Sprawl Update: Sacramento Supervisors Approve Controversial 2,700-Acre Project

As we reported last week, the central question facing the Board of Supervisors was how could they approve a project that appeared to violate a regional sustainability plan - one that they voted for as MPO members? They did - by a 4-1 vote.

The sprawling, 2,700-acre greenfield development called Cordova Hills and its potential conflict with the Metropolitan Transportation Plan/ Sustainable Communities Strategy, the regional plan that complies with with a state law designed to reduce greenhouse gas emissions stemming from vehicle emissions - tied in part to land use descisions, was described here on Jan. 25.  Cordova Hills is expected to bring 8,700 housing units to exurban Sacramento County.  

Brad Branan provides a postscript to the Jan. 29 meeting. The day before the vote, the supervisors received a letter from SB 375 author Sen. Darrell Steinberg, stating: "To achieve the state's greenhouse gas reduction goals, significant greenhouse gas reductions from both changed land use patterns and improved transportation are critical."

About 30 people spoke to the board about the project, most of them in opposition. The board chambers were full of red signs saying "Just Say No! Sprawl Hurts Us All!"

The project received support from business and construction groups, such as the Sacramento Metro Chamber, while drawing opposition from environmentalists, including the regional chapter of the Sierra Club.

Branan writes that the supervisors were advised by Mike McKeever [PDF], executive director of the Sacramento Area Council of Governments (SACOG), that the project "could make it difficult to meet state standards for greenhouse gas emissions", i.e. the targets that the Air Resources Board approved for the region. McKeever indicated that "the region barely expects to meet greenhouse gas standards in 2035 and Cordova Hills could push it out of compliance".

Those targets are designed to be met by SACOG's regional plan adopted unanimously in April 2011 by its board that includes members of the Sacramento Board of Supervisors

However, the major issue for the supervisors was not compliance with SB 375 but whether the developer would accommodate a private university that was seen to lessen commuting by the new residents. The lone vote against the project dealt with that issue.

The vote shows what some would consider to be SB 375's major flaw - it is applied regionally, not locally - to the individual county or city that is part of the MPO.

Full Story: Sacramento County supervisors approve Cordova Hills development

Comments

Comments

Irvin Dawid's picture
Correspondent

No Good Deed Goes Unpunished?
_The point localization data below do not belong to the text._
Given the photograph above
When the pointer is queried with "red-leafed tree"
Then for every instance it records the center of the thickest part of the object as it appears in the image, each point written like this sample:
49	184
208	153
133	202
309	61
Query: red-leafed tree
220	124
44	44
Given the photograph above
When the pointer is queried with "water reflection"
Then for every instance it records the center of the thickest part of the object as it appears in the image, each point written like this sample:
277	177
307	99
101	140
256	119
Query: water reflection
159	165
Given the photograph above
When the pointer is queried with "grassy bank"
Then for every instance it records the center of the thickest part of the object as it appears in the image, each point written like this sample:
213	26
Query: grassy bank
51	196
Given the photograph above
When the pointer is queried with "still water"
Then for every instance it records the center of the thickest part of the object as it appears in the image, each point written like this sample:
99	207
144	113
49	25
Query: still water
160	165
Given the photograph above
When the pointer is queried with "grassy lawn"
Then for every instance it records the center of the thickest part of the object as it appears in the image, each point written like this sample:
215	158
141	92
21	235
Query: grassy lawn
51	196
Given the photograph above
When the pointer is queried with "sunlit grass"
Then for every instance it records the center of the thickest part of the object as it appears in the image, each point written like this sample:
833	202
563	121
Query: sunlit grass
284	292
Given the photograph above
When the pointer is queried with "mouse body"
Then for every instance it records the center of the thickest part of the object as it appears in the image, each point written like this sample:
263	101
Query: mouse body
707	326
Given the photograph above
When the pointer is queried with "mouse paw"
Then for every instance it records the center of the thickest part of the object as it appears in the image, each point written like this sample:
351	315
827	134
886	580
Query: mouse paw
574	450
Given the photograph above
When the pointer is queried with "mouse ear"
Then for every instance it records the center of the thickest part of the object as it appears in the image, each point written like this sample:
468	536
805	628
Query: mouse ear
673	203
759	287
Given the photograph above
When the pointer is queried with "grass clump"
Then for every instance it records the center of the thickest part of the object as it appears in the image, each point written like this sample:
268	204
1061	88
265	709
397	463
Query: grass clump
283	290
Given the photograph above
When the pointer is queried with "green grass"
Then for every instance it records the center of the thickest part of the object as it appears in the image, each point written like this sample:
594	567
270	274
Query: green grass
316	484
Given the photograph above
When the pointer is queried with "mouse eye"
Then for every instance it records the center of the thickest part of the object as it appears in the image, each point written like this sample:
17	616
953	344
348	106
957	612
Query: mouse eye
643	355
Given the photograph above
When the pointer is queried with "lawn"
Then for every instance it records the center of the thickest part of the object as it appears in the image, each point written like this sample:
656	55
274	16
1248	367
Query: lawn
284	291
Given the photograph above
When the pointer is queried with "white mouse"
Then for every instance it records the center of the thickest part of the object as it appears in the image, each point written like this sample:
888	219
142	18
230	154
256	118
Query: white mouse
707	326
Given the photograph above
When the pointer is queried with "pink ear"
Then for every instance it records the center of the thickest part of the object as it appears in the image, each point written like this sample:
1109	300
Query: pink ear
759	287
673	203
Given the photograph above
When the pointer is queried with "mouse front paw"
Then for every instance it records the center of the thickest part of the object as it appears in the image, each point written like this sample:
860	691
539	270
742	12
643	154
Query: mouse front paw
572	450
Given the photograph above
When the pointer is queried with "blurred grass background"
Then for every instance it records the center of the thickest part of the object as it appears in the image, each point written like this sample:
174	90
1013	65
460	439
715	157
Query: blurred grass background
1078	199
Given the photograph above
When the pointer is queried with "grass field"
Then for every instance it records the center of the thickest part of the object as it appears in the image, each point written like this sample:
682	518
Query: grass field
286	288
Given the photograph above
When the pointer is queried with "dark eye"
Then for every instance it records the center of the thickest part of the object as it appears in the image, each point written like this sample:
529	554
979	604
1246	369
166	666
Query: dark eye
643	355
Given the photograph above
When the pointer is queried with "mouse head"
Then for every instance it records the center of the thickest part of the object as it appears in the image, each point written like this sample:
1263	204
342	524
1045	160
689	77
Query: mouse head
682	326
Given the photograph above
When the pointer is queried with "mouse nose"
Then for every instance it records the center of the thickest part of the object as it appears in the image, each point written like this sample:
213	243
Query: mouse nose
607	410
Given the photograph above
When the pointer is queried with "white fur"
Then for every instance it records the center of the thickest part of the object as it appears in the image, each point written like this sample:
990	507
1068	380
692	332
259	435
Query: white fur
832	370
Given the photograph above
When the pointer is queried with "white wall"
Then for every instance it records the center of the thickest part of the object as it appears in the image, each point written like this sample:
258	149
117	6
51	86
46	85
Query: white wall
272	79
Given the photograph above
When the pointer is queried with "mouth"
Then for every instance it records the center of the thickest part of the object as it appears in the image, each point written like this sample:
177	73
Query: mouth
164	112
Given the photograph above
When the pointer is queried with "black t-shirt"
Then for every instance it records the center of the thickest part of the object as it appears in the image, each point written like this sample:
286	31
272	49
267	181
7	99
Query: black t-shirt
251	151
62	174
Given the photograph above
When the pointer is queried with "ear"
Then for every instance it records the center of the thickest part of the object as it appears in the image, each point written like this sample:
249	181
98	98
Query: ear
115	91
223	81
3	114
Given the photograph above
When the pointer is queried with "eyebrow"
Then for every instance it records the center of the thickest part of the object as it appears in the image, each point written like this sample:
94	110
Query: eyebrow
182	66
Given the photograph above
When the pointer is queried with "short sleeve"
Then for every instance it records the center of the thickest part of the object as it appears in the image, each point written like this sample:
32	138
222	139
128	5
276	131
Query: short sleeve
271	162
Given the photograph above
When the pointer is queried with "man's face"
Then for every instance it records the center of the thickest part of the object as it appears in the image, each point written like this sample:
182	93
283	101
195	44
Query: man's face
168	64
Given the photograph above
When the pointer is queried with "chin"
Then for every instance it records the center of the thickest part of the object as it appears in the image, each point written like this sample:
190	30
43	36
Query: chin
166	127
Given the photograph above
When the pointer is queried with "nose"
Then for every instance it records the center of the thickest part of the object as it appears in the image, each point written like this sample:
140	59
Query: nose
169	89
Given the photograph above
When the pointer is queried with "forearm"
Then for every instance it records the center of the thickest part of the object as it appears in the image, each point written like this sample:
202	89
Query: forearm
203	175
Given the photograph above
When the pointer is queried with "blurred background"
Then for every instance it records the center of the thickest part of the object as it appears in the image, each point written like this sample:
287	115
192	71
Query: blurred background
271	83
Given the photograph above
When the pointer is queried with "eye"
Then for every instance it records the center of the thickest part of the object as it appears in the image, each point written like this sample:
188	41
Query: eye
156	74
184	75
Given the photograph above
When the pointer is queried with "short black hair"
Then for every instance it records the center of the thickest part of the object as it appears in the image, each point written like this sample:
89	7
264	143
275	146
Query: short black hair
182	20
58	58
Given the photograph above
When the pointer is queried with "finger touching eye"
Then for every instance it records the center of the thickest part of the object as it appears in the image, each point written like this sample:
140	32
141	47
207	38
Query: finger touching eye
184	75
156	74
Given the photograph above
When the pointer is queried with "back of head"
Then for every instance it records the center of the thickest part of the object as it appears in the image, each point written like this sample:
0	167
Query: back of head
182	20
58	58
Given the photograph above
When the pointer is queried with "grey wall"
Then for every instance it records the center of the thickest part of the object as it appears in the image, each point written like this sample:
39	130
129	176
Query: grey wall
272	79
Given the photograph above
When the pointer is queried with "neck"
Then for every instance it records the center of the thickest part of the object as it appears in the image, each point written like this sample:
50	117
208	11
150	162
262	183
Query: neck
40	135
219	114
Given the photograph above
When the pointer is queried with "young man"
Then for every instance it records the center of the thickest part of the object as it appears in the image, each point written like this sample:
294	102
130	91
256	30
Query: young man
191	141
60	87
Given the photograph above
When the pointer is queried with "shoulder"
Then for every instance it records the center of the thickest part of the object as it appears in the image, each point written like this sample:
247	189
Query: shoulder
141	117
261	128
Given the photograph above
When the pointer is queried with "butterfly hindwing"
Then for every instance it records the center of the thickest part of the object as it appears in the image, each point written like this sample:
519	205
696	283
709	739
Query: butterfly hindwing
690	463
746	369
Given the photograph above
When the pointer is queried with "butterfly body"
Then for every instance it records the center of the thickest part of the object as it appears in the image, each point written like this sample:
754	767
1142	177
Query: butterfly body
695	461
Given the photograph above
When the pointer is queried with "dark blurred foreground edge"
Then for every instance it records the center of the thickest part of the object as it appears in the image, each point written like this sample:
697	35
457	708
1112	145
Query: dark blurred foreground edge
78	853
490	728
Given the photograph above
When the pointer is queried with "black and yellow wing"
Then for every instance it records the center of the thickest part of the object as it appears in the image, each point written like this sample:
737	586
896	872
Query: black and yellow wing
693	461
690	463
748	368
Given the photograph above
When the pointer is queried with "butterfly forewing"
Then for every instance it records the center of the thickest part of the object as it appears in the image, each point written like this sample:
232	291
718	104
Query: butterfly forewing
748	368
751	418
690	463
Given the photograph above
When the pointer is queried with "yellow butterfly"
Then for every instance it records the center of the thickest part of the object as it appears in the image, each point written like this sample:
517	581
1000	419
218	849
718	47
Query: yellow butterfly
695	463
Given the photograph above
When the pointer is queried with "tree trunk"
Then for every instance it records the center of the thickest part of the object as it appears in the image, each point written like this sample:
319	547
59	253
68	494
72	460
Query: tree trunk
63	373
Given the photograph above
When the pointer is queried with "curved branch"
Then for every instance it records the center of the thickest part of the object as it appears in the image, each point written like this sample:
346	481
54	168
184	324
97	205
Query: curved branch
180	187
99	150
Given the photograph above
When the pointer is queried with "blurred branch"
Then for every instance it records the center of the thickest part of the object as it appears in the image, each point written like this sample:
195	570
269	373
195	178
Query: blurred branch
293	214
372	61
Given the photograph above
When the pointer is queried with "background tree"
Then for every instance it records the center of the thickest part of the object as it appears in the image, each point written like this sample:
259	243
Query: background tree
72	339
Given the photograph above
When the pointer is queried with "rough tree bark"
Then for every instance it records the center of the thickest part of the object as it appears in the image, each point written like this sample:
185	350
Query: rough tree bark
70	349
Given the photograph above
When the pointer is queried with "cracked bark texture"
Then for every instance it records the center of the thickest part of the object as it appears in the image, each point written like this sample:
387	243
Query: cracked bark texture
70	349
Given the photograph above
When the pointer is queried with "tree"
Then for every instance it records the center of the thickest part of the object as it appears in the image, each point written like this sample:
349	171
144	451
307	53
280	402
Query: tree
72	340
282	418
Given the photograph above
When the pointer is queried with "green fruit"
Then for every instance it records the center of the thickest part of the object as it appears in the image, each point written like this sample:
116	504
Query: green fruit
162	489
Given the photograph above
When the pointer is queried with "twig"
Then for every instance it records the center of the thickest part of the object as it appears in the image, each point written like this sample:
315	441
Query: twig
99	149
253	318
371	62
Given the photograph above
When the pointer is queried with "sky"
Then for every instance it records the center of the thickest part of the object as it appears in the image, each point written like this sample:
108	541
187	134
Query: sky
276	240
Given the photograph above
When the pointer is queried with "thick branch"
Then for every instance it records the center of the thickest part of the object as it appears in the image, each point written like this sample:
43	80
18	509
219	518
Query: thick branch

Not!

The hold-out vote was rewarded (well - not really) with an appointment to the California Air Resources Board

Irvin Dawid's picture
Correspondent

Sierra Club Sues To Halt Cordova Hills, Sacramento County

Mark Anderson, staff writer for the Sacramento Business Journal writes on March 1 that "The Environmental Council of Sacramento and the Sierra Club filed suit Friday challenging Sacramento County’s approval of Cordova Hills."

“This project is classic leapfrog sprawl development that utilized an enticement of a major regional amenity, namely the university, to give the Sacramento County Board of Supervisors cover to approve the destruction of some of the finest remaining vernal pools in our region. And there isn’t even a university on the hook to locate there,” said Sean Wirth, conservation chair for the Mother Lode Chapter of the Sierra Club, in a release."